Mathematical band names

(link) For these posts, I'll be quickly explaining each band name, and i'll be including good additions from other peeps! (with proper credit of course, you can't expect a wannabe-academic to not cite their sources) (also plagiarism is bad) (if no one is credit that means I thought of the band name)

Algebrasmith, The Smathing Pumpkins, System of an Equations, My Mathematical Romance, I Don't Know How But They Found X, Will Wood and the Tape Measures (by @dorothytheexplorothy), DECO*3^3 (by @associativeglassdesert), The Teach Boys, Dire Straight Lines, n Directions, XYZ Top, Mathallica: I have nothing to explain here

Rage against the Module: if you've read the parts of this post about modules, you get it (partly inspired by the commutative algebra class I'm taking right now, I love it, but I've been stuck on a problem for some time)

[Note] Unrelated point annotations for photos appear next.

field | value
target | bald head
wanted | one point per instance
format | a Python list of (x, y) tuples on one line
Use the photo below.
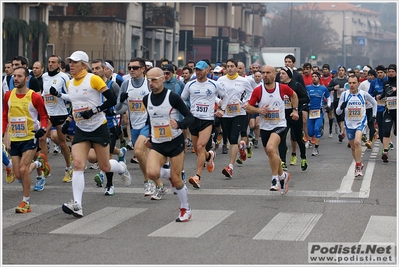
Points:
[(269, 74)]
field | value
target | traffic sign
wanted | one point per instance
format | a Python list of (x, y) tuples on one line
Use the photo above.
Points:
[(361, 41)]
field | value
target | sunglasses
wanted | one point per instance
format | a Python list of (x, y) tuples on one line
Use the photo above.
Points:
[(134, 67), (154, 79)]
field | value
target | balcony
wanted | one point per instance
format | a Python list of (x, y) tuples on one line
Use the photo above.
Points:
[(159, 17)]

The pRofinite Stones: a profinite space is a topological space obtained by some process involving finite, discrete spaces. They are usually called Stone spaces, hence the joke

Mariah Cayley: Arthur Cayley was a mathematician. It's the same Cayley from the Cayley graphs! (also Cayley-Hamilton, if you've heard of the theorem)

Billie Eigen: eigenvalues and eigenvectors are linear algebra concepts. For a given operator on a space, its eigenvalues are scalars that tell us a lot about the operator. This is not my field but I have heard in quantum physics physical quantities like mass, speed, etc are replaced by operators, and eigenvalues correspond to states the physical system can be in

Smash Product: in algebraic topology/homotopy theory, the smash product is an operation on pointed topological spaces that is interesting for categorical purposes (it gives a symmetric monoidal category structure to the category of compactly generated pointed topological spaces, if you know what that means) somebody once told me, the world is categories

FOIL out boy (by @mathsbian): FOIL is a way of remembering how to expand products that some people learn. It means First, Outer, Inner, Last. So if you expand (a+b)(c+d) using FOIL, you get ac + ad + bc + bd.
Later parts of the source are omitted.